Dün yeni eğitim-öğretim yılı başladı… Eğitim hayatım boyunca en çok aklımı meşgul eden konu, her formül, teorik bilgi ezberleme zorunluluğumun ardından “Allah aşkına bunları okul bitince ya da sınavdan sonra bana bir daha kim soracak, ne işime yarayacak…” tarzındaki isyanlardı… Pek çoğunu kimse sormadı ve hiç lazım olmadı; doğru… Eğitim hayatı insanın yaşamında bilinci, aklı ve karakterinin fark edilmeden oluşturulduğu zaman dilimi bence… Matematiğim hep diğer derslere nazaran bir tık zayıftı, sevmeyi bırakın nefret etiğim bile söylenebilir; hiç o alanda bir şey yapmaya yönelmedim. Lise hayatımın en önemli dersi; yaşamımı rakamlar değil harfler ve kelimeler üzerine kuracağım işaretiydi… Bunu o zaman ne kadar anladım bilmiyorum; ama bugün o can sıkıcı matematik formülleri ve problemleriyle uğraşmadığım için çok memnunum. Annemin “Muhasebeci ol” ısrarına bir yerde boyun eğilseydim ki hiç mümkünatı yoktu, muhtemelen iş hayatında mutsuz olurdum… Rakamları görünce daha beynim “Ben bunu yapamam” diye alarm vermeye başlıyor : ) Ama harfler, kelimeler öyle mi? Hayata pek çok hata ve şeyi eksik yapmış olabilirim ancak kendimi yanlış ifade ettiğim veya derdimi doğru olmayan şekilde anlattığım (istisnalar kaideyi bozmaz, onlar tüm toplumsal yargıları yerlere bir eder : ))) vakitler çok azdır. Düzeltmem, yoluna sokmam hep imkan dahilinde olmuştur…

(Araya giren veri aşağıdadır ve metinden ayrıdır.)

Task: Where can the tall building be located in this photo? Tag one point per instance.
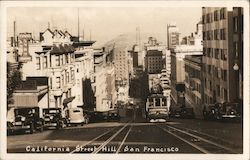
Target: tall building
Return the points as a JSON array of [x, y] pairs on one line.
[[172, 36], [220, 55], [105, 91], [238, 50], [193, 46], [52, 57]]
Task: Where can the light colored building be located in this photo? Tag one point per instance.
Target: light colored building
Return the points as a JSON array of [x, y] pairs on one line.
[[123, 65], [178, 67], [54, 58], [220, 53], [105, 91], [172, 36]]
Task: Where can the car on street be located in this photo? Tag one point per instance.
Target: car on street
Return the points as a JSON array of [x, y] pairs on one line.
[[53, 118], [212, 111], [183, 112], [26, 119], [113, 114], [76, 116]]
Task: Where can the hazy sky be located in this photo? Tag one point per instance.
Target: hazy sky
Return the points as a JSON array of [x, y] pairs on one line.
[[104, 23]]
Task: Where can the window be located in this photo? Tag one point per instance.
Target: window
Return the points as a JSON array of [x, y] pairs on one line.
[[38, 63], [58, 82], [67, 77], [225, 94], [45, 62], [236, 49], [222, 34], [57, 60], [61, 59], [72, 75], [67, 58], [217, 53], [216, 17], [235, 21], [218, 90], [222, 13], [50, 81]]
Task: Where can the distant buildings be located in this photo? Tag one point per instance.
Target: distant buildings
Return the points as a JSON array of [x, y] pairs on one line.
[[104, 86], [222, 60], [238, 50], [172, 36], [123, 68]]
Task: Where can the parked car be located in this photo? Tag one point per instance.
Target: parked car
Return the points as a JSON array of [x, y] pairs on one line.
[[113, 114], [185, 112], [230, 111], [26, 119], [53, 118], [222, 111], [212, 111], [76, 116]]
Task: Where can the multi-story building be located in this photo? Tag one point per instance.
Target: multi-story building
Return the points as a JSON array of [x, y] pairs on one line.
[[178, 67], [122, 63], [84, 69], [105, 91], [172, 36], [220, 75], [52, 57], [193, 87], [238, 50]]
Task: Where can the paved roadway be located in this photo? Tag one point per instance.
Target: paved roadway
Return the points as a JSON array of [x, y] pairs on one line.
[[134, 135]]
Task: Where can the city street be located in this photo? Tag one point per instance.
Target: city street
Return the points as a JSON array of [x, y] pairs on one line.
[[134, 134]]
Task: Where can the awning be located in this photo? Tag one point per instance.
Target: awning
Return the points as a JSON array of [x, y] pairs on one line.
[[68, 100]]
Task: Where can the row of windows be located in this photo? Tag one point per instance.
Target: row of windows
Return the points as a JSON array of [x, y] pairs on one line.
[[217, 34], [216, 53], [42, 62], [220, 92], [214, 16], [64, 79], [193, 73], [238, 23], [215, 71], [193, 97]]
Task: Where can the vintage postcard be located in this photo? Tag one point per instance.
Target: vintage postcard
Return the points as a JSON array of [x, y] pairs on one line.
[[125, 80]]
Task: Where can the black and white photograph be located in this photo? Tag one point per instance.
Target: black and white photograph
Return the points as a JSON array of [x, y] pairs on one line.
[[125, 80]]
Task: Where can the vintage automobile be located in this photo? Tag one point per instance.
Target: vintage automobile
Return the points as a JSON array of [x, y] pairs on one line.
[[221, 111], [212, 111], [185, 112], [26, 119], [230, 111], [77, 116], [53, 118], [113, 114]]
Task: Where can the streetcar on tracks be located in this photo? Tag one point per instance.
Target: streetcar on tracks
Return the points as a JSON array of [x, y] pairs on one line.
[[157, 107]]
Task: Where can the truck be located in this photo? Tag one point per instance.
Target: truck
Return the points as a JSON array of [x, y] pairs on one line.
[[26, 119]]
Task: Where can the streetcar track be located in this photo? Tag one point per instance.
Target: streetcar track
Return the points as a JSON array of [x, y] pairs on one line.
[[174, 131], [110, 139], [93, 140], [124, 139]]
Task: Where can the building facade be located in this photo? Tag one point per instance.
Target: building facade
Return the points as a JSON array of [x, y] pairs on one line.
[[172, 36], [238, 50], [219, 77], [52, 57]]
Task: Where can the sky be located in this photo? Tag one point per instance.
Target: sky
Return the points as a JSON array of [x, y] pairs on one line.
[[103, 23]]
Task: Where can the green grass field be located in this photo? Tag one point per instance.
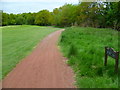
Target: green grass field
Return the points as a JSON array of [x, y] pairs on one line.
[[18, 42], [84, 47]]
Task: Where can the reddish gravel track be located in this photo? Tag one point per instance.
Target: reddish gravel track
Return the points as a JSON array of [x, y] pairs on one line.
[[45, 67]]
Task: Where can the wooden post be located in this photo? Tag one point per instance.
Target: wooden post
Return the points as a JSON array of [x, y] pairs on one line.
[[116, 62], [105, 63]]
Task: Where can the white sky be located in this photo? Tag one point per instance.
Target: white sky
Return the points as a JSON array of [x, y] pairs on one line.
[[68, 1], [21, 6]]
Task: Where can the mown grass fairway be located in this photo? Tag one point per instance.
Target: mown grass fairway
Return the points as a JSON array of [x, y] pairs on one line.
[[85, 49], [19, 41]]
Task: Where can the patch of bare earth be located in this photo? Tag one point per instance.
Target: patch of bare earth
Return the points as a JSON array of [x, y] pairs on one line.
[[45, 67]]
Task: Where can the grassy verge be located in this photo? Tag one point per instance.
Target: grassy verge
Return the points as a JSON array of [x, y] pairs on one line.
[[0, 53], [18, 42], [84, 47]]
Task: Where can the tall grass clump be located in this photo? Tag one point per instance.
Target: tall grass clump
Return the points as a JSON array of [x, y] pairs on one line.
[[84, 47]]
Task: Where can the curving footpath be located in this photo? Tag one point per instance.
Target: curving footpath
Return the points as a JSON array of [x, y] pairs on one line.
[[45, 67]]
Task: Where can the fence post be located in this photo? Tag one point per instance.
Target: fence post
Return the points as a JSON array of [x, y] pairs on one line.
[[116, 62], [105, 63]]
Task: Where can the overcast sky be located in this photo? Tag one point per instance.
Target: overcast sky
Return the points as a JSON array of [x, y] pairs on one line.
[[20, 6]]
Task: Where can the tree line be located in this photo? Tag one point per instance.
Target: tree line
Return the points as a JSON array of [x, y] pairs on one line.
[[85, 14]]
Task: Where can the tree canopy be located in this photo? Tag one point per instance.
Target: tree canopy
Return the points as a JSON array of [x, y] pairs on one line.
[[86, 14]]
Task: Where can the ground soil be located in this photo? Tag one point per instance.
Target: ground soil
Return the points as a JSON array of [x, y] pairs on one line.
[[45, 67]]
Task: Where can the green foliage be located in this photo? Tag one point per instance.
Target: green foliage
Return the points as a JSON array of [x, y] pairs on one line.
[[84, 48], [18, 42], [43, 18], [86, 14]]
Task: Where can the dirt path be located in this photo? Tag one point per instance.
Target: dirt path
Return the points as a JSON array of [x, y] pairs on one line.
[[43, 68]]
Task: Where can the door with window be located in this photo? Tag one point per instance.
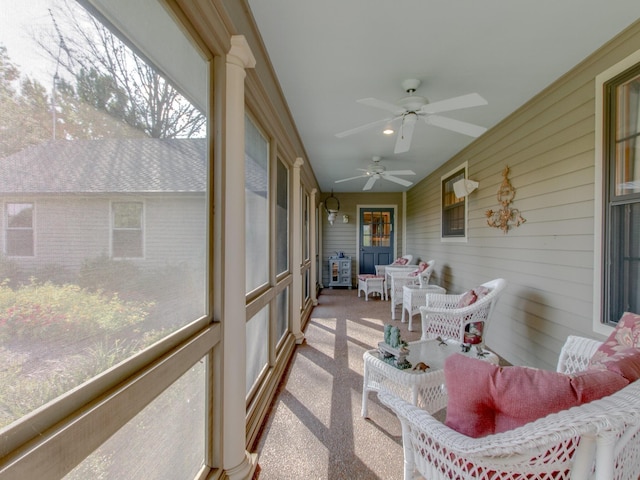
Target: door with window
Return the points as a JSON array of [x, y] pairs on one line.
[[376, 238]]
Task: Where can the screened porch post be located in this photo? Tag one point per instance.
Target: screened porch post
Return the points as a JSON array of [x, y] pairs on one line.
[[314, 248], [296, 253], [237, 463]]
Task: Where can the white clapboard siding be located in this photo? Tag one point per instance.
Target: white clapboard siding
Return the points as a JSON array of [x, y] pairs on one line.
[[548, 262]]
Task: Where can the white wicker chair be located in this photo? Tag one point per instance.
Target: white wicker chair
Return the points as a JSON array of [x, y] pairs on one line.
[[414, 297], [396, 279], [441, 316], [380, 269], [597, 440]]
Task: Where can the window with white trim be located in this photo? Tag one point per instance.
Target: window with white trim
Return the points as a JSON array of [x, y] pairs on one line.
[[127, 235], [19, 230], [454, 209], [621, 199]]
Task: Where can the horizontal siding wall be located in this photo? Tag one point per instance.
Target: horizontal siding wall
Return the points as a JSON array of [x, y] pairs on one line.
[[548, 261], [344, 236]]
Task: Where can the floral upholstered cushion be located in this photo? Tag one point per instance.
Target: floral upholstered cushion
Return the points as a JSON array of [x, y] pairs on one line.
[[400, 261], [485, 398], [367, 276], [472, 296], [620, 352], [422, 266]]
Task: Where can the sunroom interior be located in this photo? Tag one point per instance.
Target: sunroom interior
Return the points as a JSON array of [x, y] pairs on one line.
[[161, 260]]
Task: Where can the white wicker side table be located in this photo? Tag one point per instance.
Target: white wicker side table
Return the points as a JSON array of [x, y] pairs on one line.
[[425, 389]]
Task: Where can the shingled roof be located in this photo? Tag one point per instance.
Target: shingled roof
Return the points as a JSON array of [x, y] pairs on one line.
[[144, 165]]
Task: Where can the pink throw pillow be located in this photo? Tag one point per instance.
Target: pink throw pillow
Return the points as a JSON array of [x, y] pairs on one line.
[[623, 340], [485, 398], [619, 352], [422, 266], [472, 296], [400, 261]]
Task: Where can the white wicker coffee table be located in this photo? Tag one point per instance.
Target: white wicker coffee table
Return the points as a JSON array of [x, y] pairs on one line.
[[422, 388]]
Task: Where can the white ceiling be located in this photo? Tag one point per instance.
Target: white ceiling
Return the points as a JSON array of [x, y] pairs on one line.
[[329, 53]]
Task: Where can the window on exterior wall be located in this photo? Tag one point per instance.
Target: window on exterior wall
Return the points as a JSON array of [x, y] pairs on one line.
[[622, 196], [282, 218], [257, 206], [86, 125], [127, 230], [19, 234], [454, 209]]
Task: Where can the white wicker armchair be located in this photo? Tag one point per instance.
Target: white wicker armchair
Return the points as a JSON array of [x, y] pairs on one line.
[[397, 279], [597, 440], [441, 316], [380, 269]]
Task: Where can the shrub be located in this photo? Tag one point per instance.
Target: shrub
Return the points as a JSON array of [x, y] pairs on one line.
[[39, 310]]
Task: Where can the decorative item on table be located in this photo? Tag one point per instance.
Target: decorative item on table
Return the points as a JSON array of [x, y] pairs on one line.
[[394, 350], [421, 367], [473, 336]]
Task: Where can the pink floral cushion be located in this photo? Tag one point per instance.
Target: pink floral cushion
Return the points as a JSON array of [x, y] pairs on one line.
[[472, 296], [485, 398], [622, 344], [366, 276], [422, 266], [400, 261]]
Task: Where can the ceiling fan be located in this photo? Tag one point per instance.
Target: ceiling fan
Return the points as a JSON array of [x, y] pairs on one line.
[[412, 107], [375, 171]]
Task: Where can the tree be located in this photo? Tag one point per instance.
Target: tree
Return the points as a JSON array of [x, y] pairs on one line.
[[24, 109], [110, 77]]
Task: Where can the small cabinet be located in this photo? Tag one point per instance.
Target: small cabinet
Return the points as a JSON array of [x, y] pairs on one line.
[[340, 272]]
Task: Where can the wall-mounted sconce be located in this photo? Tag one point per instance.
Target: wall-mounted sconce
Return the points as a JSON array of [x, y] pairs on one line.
[[506, 217], [464, 187], [332, 208]]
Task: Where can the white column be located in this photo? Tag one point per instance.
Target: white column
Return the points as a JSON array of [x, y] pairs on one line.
[[296, 253], [320, 245], [314, 248], [237, 463]]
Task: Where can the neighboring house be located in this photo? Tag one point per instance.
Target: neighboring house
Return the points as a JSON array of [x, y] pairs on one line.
[[65, 202]]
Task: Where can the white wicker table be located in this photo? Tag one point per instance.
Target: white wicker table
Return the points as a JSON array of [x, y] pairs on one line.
[[422, 388]]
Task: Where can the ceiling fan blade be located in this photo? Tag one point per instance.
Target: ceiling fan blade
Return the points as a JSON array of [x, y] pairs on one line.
[[400, 172], [403, 140], [455, 103], [455, 125], [370, 182], [401, 181], [362, 128], [388, 106], [350, 178]]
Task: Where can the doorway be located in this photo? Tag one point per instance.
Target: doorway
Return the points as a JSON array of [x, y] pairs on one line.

Eğitim hayatına fizik, kimya veya geometriyi öğrenmek amacıyla yaklaşılmamalı… Bence insan kendisini tanımak ve dünyayı anlamak için olabildiğince eğitim deryasından faydalanmalı. Türkiye olarak eğitim fırsatlarımızda pek çok konuda olduğu gibi tıkanıklıklarımız ve çıkmaz sokaklarımız var. Bunun telafisi olarak sorunları kendi çabasıyla çözme ustalığı, çalışkanlıkla ödüllendirilmişiz.
Eğitim ömür boyu sürmesi gereken, sadece okul kurumsallığı altında değil yaşamın her alanında, gelişim algısıyla yaklaşım göstermemiz gereken önemli bir süreç.
Öğrenmeye kapılarımızı, benliğimizi kapattığımız zaman hayat ile bağımızı, yaşamdan zevk almak adına önemli bir çabayı terk etmiş oluruz.
Derslerinize çalışın bu önemli ama ne olur dünyayı ve hayatı tanımak adına bol bol kitap okuyun. Eğitim, gelişimle desteklenmediği sürece insanda hep bir şeyler eksik, tamamlanamamış vaziyette kalır.
Yeni eğitim-öğretim yılı hayırlı ve bol kitaplı olsun; romanlar, hikayeler, şiirler hayatınızdan eksik olmasın…
GÜNÜN SÖZÜ…
Bir Hint masalına göre; Kedi korkusundan devamlı endişe içinde yaşayan bir fare vardır.
Büyücünün biri fareye acır ve onu bir kediye dönüştürür. Fare, kedi olmaktan son derece mutlu olacağı yerde bu kez de köpekten korkmaya başlar. Büyücü bu kez onu bir kaplana dönüştürür. Kaplan olan fare, sevineceği yerde avcıdan korkmaya baslar.
Büyücü bakar ki, ne yaparsa yapsın farenin korkusunu yenmeye imkân yok. Onu eski haline döndürür.
Ve der ki: “Sen cesaretsiz ve korkak birisin. Sende sadece bir farenin yüreği var. O yüzden ben sana yardım edemem.”
Ünlü yazar Shakespeare, bu konuda söyle diyor:
“İnsanların çoğu sevmekten korkuyor, kaybetmekten korktuğu için.
Düşünmekten korkuyor, sorumluluk getireceği için.
Konuşmaktan korkuyor, eleştirilmekten korktuğu için.
Yaşlanmaktan korkuyor, yaşının kıymetini bilmediği için.
Unutulmaktan korkuyor, dünyaya iyi bir şey vermediği için.
Ve ölmekten korkuyor, aslında yaşamayı bilmediği için.”